Los barriles, de los más diversos tamaños, servían para transportar prácticamente todo, especialmente los líquidos, y lentamente, gracias a su menor peso y fragilidad, van reemplazando a las ánforas. Pero fue necesaria la caída del imperio romano y que pasaran los sombríos tiempos medievales, para que junto con los descubrimientos y el auge del comercio el roble tomara un protagonismo absoluto en el transporte y almacenamiento y la cerámica caiga en el olvido.

Los barcos, carabelas, naos, galeones y fragatas eran en su casi totalidad de madera de roble, desde la quilla hasta la punta del mástil, como también lo eran los barriles que se usaban para llevar agua, harina, pólvora, aceites, vinos y aguardientes.

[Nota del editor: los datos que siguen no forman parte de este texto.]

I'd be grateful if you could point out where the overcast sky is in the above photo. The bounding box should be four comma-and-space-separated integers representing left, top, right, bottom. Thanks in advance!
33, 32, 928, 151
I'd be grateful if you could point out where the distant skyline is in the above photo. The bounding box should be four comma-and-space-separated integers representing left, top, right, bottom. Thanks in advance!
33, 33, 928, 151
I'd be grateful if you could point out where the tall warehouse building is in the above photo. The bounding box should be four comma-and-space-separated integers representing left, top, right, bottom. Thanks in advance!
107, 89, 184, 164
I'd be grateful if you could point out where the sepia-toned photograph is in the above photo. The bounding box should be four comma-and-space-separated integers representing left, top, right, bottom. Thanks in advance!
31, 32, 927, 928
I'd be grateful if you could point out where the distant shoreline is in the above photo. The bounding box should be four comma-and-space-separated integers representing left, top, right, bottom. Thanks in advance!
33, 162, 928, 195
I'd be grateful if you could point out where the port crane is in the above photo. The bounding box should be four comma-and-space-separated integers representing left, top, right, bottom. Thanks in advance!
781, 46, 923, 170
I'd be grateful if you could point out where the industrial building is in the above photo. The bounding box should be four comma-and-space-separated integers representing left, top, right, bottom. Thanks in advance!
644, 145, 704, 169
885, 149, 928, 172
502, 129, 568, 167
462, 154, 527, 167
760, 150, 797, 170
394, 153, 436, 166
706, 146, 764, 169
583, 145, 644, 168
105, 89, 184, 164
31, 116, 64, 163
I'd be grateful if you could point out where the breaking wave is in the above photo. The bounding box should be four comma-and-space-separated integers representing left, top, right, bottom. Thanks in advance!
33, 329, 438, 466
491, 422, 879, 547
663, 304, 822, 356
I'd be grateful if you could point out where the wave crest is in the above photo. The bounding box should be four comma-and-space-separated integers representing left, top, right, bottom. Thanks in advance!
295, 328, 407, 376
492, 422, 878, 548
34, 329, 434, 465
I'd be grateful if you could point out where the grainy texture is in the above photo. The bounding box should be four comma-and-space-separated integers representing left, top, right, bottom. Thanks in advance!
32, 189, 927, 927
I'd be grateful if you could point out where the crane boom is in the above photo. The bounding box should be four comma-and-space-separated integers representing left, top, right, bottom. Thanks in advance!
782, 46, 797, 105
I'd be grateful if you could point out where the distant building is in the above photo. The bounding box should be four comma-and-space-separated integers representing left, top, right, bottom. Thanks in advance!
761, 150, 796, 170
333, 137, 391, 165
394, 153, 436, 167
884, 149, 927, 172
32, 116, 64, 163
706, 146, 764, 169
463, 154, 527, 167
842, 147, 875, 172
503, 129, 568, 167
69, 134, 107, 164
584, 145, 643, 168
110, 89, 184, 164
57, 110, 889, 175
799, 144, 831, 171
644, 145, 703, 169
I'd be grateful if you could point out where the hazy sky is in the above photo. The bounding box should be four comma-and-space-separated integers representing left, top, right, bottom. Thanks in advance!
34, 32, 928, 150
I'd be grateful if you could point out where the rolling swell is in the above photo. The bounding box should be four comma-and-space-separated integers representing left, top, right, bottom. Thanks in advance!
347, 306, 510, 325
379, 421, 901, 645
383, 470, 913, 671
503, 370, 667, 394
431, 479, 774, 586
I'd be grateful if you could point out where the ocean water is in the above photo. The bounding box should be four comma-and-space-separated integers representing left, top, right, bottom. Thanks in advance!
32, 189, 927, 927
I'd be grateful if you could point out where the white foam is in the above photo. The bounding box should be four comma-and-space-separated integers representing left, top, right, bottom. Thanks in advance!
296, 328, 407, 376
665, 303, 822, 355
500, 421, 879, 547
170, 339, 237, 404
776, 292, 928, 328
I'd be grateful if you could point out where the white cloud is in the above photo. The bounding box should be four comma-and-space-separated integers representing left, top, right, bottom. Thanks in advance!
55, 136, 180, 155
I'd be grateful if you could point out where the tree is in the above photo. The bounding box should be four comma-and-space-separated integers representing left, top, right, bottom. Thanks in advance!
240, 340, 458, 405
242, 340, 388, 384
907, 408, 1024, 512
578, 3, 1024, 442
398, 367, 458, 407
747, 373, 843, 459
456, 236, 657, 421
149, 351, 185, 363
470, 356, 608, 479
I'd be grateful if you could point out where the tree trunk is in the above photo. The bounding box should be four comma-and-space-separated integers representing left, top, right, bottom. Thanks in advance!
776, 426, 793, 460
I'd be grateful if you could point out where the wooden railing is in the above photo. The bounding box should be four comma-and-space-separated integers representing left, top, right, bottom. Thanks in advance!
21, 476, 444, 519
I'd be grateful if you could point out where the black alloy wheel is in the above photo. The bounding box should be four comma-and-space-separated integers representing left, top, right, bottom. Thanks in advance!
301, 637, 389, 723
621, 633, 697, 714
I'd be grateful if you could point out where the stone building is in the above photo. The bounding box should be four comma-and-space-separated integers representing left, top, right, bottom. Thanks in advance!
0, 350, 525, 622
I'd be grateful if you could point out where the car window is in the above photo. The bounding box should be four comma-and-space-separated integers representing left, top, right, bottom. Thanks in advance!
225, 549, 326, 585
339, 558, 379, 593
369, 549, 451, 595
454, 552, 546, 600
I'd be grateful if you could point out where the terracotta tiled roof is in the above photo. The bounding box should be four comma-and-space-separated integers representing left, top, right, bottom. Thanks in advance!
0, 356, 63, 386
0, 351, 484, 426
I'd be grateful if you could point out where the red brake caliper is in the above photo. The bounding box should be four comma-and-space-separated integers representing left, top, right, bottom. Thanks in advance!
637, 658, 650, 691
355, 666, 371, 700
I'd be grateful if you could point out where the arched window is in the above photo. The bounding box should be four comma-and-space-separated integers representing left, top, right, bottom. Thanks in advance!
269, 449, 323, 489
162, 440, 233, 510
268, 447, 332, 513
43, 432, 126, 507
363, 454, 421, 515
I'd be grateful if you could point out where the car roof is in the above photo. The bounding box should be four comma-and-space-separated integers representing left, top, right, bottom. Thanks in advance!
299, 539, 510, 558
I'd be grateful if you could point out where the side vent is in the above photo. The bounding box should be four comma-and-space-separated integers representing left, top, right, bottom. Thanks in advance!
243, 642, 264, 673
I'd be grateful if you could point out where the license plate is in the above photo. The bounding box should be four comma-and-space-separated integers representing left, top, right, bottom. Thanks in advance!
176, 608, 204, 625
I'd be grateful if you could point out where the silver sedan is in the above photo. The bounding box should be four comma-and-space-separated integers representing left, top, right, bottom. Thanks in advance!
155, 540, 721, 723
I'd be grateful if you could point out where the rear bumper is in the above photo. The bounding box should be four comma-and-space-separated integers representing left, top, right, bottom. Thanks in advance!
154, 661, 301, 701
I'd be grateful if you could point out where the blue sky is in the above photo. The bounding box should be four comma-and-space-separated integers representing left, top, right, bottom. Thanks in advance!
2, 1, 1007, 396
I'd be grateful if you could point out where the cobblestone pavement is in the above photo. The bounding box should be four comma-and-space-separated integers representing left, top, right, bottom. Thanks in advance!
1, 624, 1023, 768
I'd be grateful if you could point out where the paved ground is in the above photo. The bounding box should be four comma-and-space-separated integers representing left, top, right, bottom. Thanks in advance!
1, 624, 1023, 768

Eran recipientes prácticos, resistentes, seguros y por sobre todo fácil de trasladarlos rodando y almacenar.

Es en estos viajes de meses, al compás de las olas, cuando se inicia un noviazgo que no termina, entre la madera del roble y el vino, ya que pronto descubrieron los navegantes que lo transportado en barricas de madera mejoraba su aspecto, sabor y calidad después de esos largos viajes. Lo que al principio era principalmente un recipiente de transporte, se fue transformando en lo que es hoy, un envase indispensable para la guarda y crianza de los vinos.

Así, como los grandes descubrimientos de la humanidad, indirectamente se descubrió al que es hoy uno de los mejores amigos del vino.

El roble y el vino

El paso de los vinos por barricas, toneles o cubas de madera los mejoraba organolépticamente y también aumentaba el potencial de guarda en botella. Técnicamente el roble no sería la única madera que se puede utilizar, de hecho en algunos épocas y en ciertos lugares se utiliza el castaño, nogal, pino, cerezo o acacia, entre otras, pero el roble es el que más se utiliza actualmente por su abundancia y resistencia, pero también porque le transmite al vino ciertos aromas y sabores, junto al aporte exacto de oxígeno a través de sus poros.

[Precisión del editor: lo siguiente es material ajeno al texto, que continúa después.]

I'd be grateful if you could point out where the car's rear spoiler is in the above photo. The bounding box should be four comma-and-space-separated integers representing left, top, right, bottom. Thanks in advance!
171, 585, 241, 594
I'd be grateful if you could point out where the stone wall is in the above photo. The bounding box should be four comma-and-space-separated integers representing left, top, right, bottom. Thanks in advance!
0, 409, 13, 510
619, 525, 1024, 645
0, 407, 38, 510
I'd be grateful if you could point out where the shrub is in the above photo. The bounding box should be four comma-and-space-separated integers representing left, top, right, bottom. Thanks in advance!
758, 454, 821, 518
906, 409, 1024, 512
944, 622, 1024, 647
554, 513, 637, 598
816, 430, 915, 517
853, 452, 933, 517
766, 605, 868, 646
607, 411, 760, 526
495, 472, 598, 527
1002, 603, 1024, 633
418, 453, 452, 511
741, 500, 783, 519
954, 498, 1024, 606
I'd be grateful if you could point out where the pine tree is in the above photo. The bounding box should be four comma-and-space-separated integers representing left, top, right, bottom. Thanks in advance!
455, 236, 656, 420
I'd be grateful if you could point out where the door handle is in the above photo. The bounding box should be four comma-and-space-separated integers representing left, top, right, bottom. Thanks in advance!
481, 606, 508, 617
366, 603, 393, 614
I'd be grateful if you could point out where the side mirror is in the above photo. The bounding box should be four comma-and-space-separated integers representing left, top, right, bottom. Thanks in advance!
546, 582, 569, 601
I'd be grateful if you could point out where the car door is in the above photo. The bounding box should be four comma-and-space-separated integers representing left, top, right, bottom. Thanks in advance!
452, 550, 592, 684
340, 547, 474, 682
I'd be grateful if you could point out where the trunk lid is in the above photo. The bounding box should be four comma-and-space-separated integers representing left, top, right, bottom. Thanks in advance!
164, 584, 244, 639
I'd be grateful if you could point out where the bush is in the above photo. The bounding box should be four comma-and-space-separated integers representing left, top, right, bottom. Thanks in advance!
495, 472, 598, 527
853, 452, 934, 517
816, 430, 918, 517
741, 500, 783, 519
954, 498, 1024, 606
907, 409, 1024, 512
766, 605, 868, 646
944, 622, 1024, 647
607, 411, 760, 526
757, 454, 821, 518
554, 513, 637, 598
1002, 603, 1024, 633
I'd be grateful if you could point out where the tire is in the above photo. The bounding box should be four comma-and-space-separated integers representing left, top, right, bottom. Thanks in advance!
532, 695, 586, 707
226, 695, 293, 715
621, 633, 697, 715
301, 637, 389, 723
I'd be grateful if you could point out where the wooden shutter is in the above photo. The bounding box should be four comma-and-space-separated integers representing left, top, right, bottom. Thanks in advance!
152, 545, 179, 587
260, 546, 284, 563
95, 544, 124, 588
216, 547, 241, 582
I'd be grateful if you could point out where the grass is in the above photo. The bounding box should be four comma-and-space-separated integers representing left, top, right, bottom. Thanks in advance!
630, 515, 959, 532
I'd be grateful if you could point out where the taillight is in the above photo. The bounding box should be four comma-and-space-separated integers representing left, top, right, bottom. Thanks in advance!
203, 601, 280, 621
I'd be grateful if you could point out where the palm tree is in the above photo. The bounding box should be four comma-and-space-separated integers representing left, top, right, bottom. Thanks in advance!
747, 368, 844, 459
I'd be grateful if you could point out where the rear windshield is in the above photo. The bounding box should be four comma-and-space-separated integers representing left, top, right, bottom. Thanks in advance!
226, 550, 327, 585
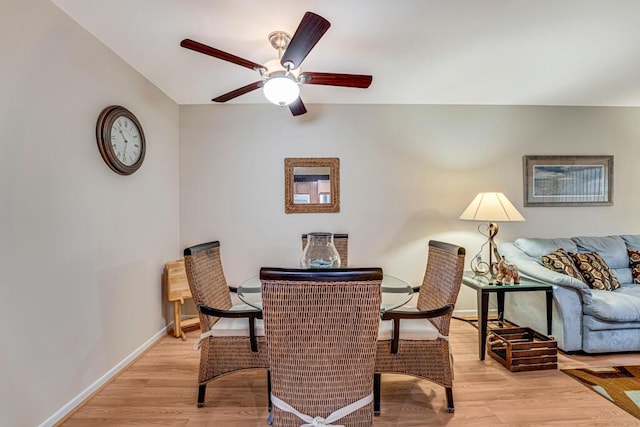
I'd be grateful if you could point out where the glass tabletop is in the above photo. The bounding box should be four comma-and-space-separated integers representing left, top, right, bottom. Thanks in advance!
462, 271, 552, 290
237, 273, 414, 313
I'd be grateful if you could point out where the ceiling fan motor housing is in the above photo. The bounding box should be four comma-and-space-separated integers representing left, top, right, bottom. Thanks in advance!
263, 59, 300, 79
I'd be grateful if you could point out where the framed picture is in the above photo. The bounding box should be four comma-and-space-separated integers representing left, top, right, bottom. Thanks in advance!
523, 155, 613, 207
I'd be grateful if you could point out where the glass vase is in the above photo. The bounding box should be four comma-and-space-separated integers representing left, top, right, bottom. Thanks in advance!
300, 232, 341, 269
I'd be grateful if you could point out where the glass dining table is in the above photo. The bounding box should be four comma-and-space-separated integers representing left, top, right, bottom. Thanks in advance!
237, 273, 414, 313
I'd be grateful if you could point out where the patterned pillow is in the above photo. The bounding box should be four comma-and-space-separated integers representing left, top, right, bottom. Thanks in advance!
628, 248, 640, 284
569, 252, 621, 291
541, 248, 585, 282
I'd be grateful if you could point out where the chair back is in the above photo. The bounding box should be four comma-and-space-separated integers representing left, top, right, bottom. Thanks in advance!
302, 233, 348, 267
183, 241, 232, 332
260, 267, 382, 426
417, 240, 466, 335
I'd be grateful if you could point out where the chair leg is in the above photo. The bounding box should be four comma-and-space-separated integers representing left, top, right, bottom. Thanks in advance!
267, 370, 272, 412
267, 370, 273, 425
445, 387, 454, 413
374, 373, 381, 416
197, 384, 206, 408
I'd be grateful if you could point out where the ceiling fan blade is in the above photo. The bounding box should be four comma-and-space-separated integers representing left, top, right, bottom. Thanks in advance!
300, 72, 373, 88
181, 39, 265, 71
289, 97, 307, 116
280, 12, 330, 70
212, 81, 264, 103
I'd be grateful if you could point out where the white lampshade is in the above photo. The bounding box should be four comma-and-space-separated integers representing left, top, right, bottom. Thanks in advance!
263, 75, 300, 106
459, 192, 525, 222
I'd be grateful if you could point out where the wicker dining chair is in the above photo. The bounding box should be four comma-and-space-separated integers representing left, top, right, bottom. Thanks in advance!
301, 233, 349, 266
374, 240, 465, 414
183, 241, 268, 407
260, 267, 382, 426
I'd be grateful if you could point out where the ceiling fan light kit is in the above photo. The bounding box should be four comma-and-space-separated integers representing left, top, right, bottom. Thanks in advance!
263, 74, 300, 106
261, 36, 300, 106
180, 11, 372, 116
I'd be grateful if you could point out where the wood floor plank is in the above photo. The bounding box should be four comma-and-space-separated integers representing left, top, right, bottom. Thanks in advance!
57, 319, 640, 426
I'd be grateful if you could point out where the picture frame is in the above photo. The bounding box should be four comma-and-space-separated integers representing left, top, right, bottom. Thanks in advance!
284, 157, 340, 214
523, 155, 613, 207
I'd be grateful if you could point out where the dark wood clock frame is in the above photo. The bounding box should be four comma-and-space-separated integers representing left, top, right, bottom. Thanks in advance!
96, 105, 146, 175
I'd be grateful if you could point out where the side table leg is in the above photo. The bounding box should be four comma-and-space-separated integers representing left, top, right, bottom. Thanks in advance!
545, 289, 553, 336
477, 290, 489, 360
496, 290, 505, 328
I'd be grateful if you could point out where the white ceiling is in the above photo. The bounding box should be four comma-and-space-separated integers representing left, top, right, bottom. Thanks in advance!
52, 0, 640, 106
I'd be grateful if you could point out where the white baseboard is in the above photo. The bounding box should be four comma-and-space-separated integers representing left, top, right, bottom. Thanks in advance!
453, 309, 476, 317
453, 308, 497, 317
39, 326, 168, 427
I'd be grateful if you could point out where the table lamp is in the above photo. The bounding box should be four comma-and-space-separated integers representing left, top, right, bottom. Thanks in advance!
459, 192, 525, 276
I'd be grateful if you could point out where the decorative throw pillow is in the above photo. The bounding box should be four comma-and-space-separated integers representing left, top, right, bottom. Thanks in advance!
628, 248, 640, 284
569, 251, 621, 291
541, 248, 585, 282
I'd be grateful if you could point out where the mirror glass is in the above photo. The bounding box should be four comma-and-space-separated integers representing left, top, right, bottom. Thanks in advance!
292, 166, 331, 204
285, 158, 340, 214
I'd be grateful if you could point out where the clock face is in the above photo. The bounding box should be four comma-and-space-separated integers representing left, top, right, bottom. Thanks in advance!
96, 106, 146, 175
110, 116, 143, 166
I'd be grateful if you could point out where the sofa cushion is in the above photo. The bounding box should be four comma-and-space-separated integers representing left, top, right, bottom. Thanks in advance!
628, 248, 640, 284
583, 315, 640, 331
572, 235, 628, 269
514, 237, 578, 259
541, 248, 585, 282
569, 252, 621, 291
621, 235, 640, 250
584, 288, 640, 323
613, 267, 634, 285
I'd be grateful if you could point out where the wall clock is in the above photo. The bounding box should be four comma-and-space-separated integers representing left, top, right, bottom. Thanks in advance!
96, 105, 146, 175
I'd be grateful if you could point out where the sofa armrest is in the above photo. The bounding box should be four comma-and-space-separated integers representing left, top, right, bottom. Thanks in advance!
501, 242, 592, 304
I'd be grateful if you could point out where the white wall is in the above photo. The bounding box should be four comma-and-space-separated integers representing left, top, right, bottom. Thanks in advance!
0, 1, 179, 425
179, 104, 640, 313
5, 1, 640, 423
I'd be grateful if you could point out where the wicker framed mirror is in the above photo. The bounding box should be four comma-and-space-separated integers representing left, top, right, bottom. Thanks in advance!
284, 157, 340, 214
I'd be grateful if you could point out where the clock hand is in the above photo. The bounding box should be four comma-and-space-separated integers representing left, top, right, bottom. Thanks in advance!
116, 126, 129, 160
122, 134, 129, 159
117, 125, 129, 143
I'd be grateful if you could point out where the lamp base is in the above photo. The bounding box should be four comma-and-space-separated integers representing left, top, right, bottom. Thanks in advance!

Cuando el vino está en contacto con la madera, se establece un complejo diálogo, que la que el primero se transforma y enriquece, crece (de allí el término “crianza”). El roble le transmite al vino taninos y otras sustancias, solubles y volátiles, al mismo tiempo que el vino "respira" a través de los diminutos poros la madera, microoxigenándose muy lentamente. El resultado es un vino más complejo, más estructurado, de colores más estables, mayor limpidez y aromas más ricos, elegantes y seductores, al mismo tiempo que la astringencia se hace más agradable.

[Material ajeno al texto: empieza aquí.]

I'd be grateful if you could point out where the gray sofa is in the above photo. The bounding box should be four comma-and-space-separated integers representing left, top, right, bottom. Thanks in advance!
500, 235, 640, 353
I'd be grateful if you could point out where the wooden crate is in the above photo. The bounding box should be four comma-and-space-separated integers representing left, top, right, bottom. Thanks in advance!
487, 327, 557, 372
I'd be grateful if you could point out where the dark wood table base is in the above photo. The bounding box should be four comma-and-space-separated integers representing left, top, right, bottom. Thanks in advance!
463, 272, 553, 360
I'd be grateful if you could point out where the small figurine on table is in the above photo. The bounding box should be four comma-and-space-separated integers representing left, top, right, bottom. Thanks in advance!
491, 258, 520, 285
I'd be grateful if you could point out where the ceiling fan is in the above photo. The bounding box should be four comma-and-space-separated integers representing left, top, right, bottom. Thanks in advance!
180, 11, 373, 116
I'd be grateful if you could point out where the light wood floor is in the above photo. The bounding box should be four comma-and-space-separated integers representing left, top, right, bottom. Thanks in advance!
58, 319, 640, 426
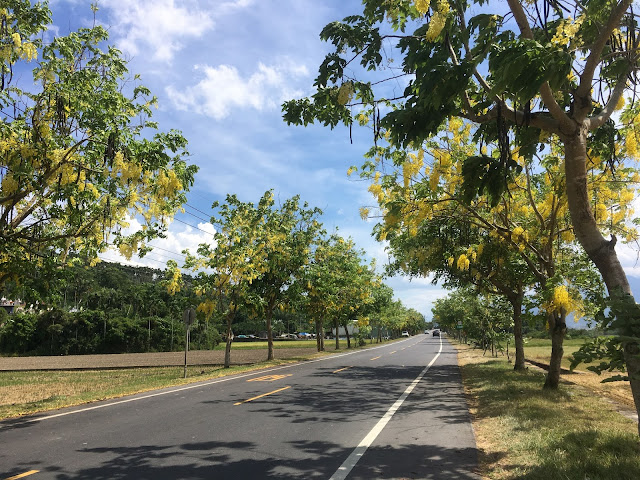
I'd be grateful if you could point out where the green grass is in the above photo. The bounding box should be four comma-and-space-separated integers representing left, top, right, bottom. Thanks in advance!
0, 338, 397, 419
0, 359, 309, 420
460, 347, 640, 479
523, 337, 597, 369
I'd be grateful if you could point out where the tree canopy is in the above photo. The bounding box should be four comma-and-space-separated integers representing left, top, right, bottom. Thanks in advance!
283, 0, 640, 427
0, 1, 197, 288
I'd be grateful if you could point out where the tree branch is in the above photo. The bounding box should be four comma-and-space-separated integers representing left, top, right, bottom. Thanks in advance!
576, 0, 634, 101
507, 0, 573, 130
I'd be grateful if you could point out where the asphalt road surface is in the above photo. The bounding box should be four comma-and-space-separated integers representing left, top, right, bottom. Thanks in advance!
1, 334, 480, 479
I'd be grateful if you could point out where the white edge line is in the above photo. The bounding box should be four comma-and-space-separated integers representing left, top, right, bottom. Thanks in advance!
329, 335, 443, 480
12, 337, 418, 425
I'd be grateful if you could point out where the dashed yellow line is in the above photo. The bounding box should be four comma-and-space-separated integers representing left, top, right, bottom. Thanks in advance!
333, 366, 353, 373
370, 356, 381, 361
234, 386, 291, 405
5, 471, 39, 480
390, 351, 397, 355
247, 374, 292, 382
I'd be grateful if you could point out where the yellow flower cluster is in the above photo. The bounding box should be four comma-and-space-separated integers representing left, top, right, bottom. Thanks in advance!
337, 82, 354, 106
197, 299, 215, 318
551, 16, 584, 47
456, 253, 470, 271
1, 173, 18, 196
627, 131, 638, 159
425, 0, 450, 41
415, 0, 430, 14
544, 285, 583, 318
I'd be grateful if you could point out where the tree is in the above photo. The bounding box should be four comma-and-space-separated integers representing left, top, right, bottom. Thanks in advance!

Para la crianza de los vinos se utilizan varios tipos de roble, que al igual que las vides, los hay de origen europeo y de origen americano, y que salvo algunos parecidos, presentan diferencias sustanciales. Una son las características de la madera, que obliga en el caso del europeo a cortarlo por hendido, sin usar sierra, respetando las vetas de la madera y separando así las fibras; en tanto que al americano, de madera más densa, se lo puede aserrar, por lo que tiene un rendimiento mucho mayor, que explica por qué estas últimas son menos costosas que las primeras.

El roble europeo aporta al vino aromas especiados y balsámicos, de matices más suaves, en tanto que el roble americano aporta menos taninos y aromas más intensos, de coco y vainillina. Por estas diferencias y no tanto por la diferencia de costos, es que el enólogo elige un tipo de madera u otro, en función del tipo de vino que colocará dentro de la barrica y de lo que espera que gane con ese paso, porque no todos los vinos ganan por el paso por madera, hay variedades como el Cabernet, Merlot, Malbec o Chardonnay que se llevan muy bien con el roble, en tanto que otras como el Sauvignon blanc o Torrontés en las que la crianza en madera es más difícil y de resultados inciertos.

Por último no hay que perder de vista el grado de tostado de la madera y la antigüedad de la barrica, ya que los sucesivos usos van limitando la utilidad. Pero estos temas, como el de las maderas alternativas, da para tratar con más detalle en otra nota.